Vale a constatação do evidente erro metodológico da Apelante na aproximação à questão da competência para adopção de medidas provisórias, como afastamento da asserção, por ela sustentada neste recurso, de que existam elementos interpretativos formais, aptos a serem considerados[9], relativos ao artigo 31º do Regulamento 44/2001 e que apontem no sentido desta norma conter uma atribuição de competência ao Tribunal de um Estado-Membro para decretar, no quadro das chamadas medidas provisórias ou cautelares, o arresto do saldo de uma conta bancária domiciliada num outro Estado-Membro, em função da circunstância de já estar pendente, no Tribunal daquele primeiro Estado, enquanto Tribunal competente para conhecer do mérito da causa, uma acção reportada a essa questão de mérito[10].

Não existem elementos interpretativos apontando neste sentido e que sejam passíveis de consideração, sendo certo que a jurisprudência comunitária relativa à competência para adopção de medidas provisórias e cautelares (que se refere exclusivamente ao artigo 24º da Convenção de Bruxelas mas vale inteiramente para o artigo 31º do Regulamento aqui em causa), tal jurisprudência, dizíamos, aponta, como veremos de seguida, num sentido distinto do aqui defendido pela Apelante. 

Com efeito, aquilo que visa o artigo 31º do Regulamento 44/2001 (como sucedia, e sucede na sua subsistente aplicação, com o artigo 24º da Convenção de Bruxelas) é a afirmação da competência dos Tribunais de um Estado-Membro para adoptar medidas provisórias e cautelares previstas na respectiva legislação, mesmo que a competência para apreciação da questão de fundo não caiba à jurisdição desse Estado-Membro (competente para as medidas cautelares). Ou seja, estando já instaurada, como aqui sucede, uma acção para apreciação da questão de fundo (da questão de mérito), a tutela cautelar respeitante a essa questão pode ser alcançada, como decorrência do referido artigo 31º, junto de um Tribunal de outro Estado-Membro, independentemente da (in)competência deste último para apreciar essa questão de fundo[11]. Isto, desde que exista – e estamos a sublinhar o entendimento consolidado na jurisprudência comunitária face ao artigo 24º da Convenção de Bruxelas –, desde que exista, dizíamos, relativamente ao Tribunal das medidas provisórias (Tribunal de um Estado diverso do Tribunal competente para a questão de mérito do direito pretendido acautelar),  um elemento de conexão real entre o objecto da medida e a competência territorial desse Tribunal do Estado-Membro ao qual essas medidas são requeridas[12].

Indicamos a este respeito a jurisprudência do Tribunal de Justiça da União Europeia, antes designado Tribunal de Justiça das Comunidades Europeias (lembrando a competência interpretativa deste órgão, nos termos caracterizados na nota 10, supra), consubstanciada no Acórdão de 21 de Maio de 1980, numa situação de reenvio prejudicial, no caso “Bernard Denilauler v.

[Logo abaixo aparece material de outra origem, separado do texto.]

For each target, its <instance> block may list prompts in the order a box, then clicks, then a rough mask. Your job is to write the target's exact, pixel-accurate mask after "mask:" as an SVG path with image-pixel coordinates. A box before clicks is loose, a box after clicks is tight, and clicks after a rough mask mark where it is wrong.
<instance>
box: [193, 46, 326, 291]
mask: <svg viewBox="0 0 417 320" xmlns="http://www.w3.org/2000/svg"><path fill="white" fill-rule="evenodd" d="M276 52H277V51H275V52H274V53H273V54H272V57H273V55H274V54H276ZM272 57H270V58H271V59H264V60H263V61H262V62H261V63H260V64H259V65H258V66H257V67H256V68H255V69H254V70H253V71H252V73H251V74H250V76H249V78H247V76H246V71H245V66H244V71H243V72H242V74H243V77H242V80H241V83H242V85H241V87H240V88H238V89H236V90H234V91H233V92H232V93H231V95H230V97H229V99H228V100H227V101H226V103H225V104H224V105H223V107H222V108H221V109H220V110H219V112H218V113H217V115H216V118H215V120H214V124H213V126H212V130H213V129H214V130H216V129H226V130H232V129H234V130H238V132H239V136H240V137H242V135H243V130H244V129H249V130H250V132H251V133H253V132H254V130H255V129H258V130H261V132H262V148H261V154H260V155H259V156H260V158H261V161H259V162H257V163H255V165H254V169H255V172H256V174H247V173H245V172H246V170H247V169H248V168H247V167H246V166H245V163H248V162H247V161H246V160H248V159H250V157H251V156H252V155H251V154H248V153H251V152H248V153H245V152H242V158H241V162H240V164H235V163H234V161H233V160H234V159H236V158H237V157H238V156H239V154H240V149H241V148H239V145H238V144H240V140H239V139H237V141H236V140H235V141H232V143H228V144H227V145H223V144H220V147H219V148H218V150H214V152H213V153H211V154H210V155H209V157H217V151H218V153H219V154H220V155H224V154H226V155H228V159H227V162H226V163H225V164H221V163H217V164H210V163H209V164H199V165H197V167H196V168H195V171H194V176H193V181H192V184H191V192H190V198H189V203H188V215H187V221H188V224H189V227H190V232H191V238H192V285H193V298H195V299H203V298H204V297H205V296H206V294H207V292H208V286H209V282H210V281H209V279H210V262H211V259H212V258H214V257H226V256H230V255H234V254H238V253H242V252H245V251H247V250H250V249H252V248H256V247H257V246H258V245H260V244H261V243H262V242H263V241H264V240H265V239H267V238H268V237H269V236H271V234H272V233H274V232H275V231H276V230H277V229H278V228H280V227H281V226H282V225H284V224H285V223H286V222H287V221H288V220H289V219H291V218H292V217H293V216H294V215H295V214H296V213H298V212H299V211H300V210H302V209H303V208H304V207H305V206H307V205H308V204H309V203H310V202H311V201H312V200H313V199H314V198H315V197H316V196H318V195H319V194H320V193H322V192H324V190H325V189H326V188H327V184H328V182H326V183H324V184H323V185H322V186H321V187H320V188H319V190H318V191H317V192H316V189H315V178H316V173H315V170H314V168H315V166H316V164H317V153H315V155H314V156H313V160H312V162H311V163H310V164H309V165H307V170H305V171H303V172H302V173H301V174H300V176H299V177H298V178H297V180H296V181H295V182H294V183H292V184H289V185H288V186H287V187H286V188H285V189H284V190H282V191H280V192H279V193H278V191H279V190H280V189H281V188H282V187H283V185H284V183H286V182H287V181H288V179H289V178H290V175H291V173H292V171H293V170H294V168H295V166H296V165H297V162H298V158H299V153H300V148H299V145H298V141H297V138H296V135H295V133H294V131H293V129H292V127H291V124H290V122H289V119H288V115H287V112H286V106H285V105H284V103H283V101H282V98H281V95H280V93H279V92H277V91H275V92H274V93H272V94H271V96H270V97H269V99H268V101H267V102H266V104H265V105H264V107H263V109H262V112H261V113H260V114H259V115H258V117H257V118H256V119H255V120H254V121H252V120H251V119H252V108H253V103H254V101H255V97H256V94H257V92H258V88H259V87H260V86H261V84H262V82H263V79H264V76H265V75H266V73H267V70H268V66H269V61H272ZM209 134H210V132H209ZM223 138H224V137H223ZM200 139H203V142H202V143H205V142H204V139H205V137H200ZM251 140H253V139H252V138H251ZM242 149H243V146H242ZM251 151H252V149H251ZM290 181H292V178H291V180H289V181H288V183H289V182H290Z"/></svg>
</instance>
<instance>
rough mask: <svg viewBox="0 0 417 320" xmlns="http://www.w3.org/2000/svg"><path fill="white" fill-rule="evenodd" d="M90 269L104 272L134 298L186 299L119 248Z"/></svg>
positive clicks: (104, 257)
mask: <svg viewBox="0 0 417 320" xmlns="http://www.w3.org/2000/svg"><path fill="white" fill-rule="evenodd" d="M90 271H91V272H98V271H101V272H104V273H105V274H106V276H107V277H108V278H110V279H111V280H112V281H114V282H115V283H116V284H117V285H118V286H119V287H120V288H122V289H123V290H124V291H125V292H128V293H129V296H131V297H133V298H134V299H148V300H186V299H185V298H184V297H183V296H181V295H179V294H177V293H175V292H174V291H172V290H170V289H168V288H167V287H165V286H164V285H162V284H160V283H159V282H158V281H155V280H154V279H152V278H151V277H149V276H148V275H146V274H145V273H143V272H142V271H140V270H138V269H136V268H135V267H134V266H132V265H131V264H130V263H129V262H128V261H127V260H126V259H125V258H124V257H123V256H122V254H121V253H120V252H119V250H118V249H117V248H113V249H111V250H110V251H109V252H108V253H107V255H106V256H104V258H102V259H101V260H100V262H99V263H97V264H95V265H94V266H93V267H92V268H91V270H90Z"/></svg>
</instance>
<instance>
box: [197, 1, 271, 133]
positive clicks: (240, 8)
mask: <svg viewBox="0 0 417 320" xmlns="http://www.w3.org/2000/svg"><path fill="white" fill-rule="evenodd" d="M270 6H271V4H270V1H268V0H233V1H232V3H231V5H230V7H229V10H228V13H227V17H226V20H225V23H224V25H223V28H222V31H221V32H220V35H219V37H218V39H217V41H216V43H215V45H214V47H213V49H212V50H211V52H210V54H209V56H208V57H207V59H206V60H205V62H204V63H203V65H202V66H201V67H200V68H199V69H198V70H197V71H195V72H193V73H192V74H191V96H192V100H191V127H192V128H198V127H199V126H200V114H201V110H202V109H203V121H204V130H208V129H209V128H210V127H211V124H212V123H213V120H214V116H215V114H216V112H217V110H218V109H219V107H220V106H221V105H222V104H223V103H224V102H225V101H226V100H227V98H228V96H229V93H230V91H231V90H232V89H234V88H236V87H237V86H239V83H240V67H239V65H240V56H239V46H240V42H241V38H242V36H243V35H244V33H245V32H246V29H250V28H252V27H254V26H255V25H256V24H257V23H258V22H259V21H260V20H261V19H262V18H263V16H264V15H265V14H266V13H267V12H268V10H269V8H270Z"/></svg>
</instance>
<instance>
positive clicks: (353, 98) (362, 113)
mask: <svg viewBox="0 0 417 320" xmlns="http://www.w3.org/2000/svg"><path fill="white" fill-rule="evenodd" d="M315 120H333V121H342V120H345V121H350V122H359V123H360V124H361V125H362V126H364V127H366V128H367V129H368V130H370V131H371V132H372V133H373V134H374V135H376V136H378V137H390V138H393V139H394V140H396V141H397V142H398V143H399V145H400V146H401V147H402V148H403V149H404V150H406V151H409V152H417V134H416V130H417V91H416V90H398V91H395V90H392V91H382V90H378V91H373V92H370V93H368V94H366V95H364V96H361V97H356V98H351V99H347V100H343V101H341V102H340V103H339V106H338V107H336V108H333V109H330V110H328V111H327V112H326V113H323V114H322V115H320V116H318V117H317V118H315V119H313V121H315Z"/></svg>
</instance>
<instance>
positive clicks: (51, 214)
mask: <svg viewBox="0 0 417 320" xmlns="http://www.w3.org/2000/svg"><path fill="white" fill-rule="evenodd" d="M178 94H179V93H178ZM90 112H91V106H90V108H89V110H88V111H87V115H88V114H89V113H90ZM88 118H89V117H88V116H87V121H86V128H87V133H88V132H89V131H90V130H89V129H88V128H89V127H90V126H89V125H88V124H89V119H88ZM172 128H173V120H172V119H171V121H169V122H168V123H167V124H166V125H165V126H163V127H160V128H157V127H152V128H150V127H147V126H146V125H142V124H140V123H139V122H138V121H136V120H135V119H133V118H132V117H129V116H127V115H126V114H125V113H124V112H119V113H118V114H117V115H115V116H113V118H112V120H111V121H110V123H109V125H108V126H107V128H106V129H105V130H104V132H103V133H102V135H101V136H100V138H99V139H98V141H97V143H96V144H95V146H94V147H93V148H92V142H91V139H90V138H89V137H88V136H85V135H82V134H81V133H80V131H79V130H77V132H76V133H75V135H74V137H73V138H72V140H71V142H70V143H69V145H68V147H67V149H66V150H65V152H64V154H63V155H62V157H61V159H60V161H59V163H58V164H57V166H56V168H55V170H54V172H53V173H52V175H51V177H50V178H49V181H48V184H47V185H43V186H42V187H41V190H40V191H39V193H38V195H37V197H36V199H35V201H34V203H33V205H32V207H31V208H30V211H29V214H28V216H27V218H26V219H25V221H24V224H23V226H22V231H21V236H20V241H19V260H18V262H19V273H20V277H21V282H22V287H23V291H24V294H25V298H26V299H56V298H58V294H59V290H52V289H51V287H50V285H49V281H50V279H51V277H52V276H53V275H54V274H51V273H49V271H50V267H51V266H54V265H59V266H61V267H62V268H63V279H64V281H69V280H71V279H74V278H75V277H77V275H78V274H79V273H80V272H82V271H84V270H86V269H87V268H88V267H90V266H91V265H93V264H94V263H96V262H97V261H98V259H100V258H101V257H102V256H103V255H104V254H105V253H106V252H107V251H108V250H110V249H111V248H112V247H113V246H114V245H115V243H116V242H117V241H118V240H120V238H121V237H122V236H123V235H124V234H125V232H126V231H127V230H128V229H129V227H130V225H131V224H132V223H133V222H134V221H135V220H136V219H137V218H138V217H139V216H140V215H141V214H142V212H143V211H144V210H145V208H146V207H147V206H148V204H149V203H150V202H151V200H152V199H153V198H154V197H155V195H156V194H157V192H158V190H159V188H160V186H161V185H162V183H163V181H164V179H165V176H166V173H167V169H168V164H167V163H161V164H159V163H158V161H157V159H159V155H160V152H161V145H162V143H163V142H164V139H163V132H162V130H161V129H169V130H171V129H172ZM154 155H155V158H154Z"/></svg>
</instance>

SNC Couchet Frères[13]:
“[…]
Os Tribunais do local ou, em qualquer caso, do Estado Contratante, onde os bens [assets] sujeitos às medidas solicitadas estão localizados, são os que em melhores condições se encontram para avaliar [to acess] todas as circunstâncias que podem conduzir à concessão ou à recusa das medidas provisórias solicitadas e ao estabelecimento dos procedimentos e das condições que o requerente dessas medidas deve observar para garantia do carácter provisório e protectivo das medidas que venham a ser determinadas.
A Convenção [de Bruxelas] tomou em conta estes aspectos ao determinar, no respectivo artigo 24º, que as medidas provisórias e cautelares previstas na legislação de um Estado Contratante podem ser requeridas junto de um Tribunal deste Estado, mesmo que, de acordo com a Convenção, sejam os Tribunais de um outro Estado Contratante os competentes para apreciação da questão substancial de fundo [even if, under the Convention, the courts of another Contracting State have jurisdiction as to the substance of the matter].   
[…]”[14]

            Isto mesmo é expressivamente sublinhado por Miguel Teixeira de Sousa e Dário Moura Vicente, em anotação ao artigo 24º da Convenção de Bruxelas:
“[…]
Por força do disposto neste preceito, no âmbito de aplicação da Convenção, a competência para decretar providências cautelares é autonomizada relativamente à competência para decidir a acção principal. Por conseguinte, os tribunais dos Estados contratantes podem apreciar pedidos de concessão de providências desse tipo se as regras do respectivo direito interno a tal os autorizarem, independentemente de serem ou não competentes para julgar as competentes questões de fundo à face das regras da Convenção.
Podem assim ser requeridas a um tribunal português, por exemplo, o arresto de bens do devedor que se encontrem em Portugal, ainda que aquele esteja domiciliado em Espanha e aí seja devido o cumprimento da sua obrigação.
Visa-se deste modo assegurar a eficácia das medidas cautelares, deferindo o seu decretamento às autoridades judiciais que, segundo o direito interno dos Estados contratantes, se encontrem melhor situados para o efeito.
[…]”[15] (sublinhado acrescentado).

E é neste sentido, enfim, que António da Costa Neves Ribeiro, já quanto ao Regulamento 44/2001, anotando o respectivo artigo 31º, refere o seguinte:
“[…]
As medidas cautelares podem ser requeridas ao tribunal ou autoridade judiciária do Estado cujos tribunais (ou tribunal), não sendo competentes para conhecer da acção principal, estão em melhores condições para assegurar a providência conservatória ou antecipatória concretamente adequada à efectivação do direito a acautelar, quer o direito já exista, quer venha a emergir da decisão a proferir na acção principal, já proposta ou a propor.
Se a medida cautelar for requerida em Portugal, por ser cá o local adequado à efectivação do direito acautelado, ela caduca nos termos do direito interno, em conformidade com o disposto nos artigos 383º, nº 5 e 389º, nº 1, alínea c) do CPC.
Se a medida cautelar for requerida no estrangeiro, a caducidade deve ser regulada pela lei aplicável à medida, normalmente a lei do foro do seu decretamento.
Havendo dependência de uma acção (acção principal) que já foi ou haja de ser intentada em tribunal estrangeiro, o requerente deverá fazer prova nos autos de procedimento cautelar, da pendência da causa principal, através de certidão passada pelo respectivo tribunal (artigo 383º, nº 5 do CPC).
Este preceito fala apenas em Convenção internacional em que o Estado português seja parte. Mas a situação é a mesma estando em causa um regulamento comunitário, obrigatório em todos os seus elementos.
[…]”[16]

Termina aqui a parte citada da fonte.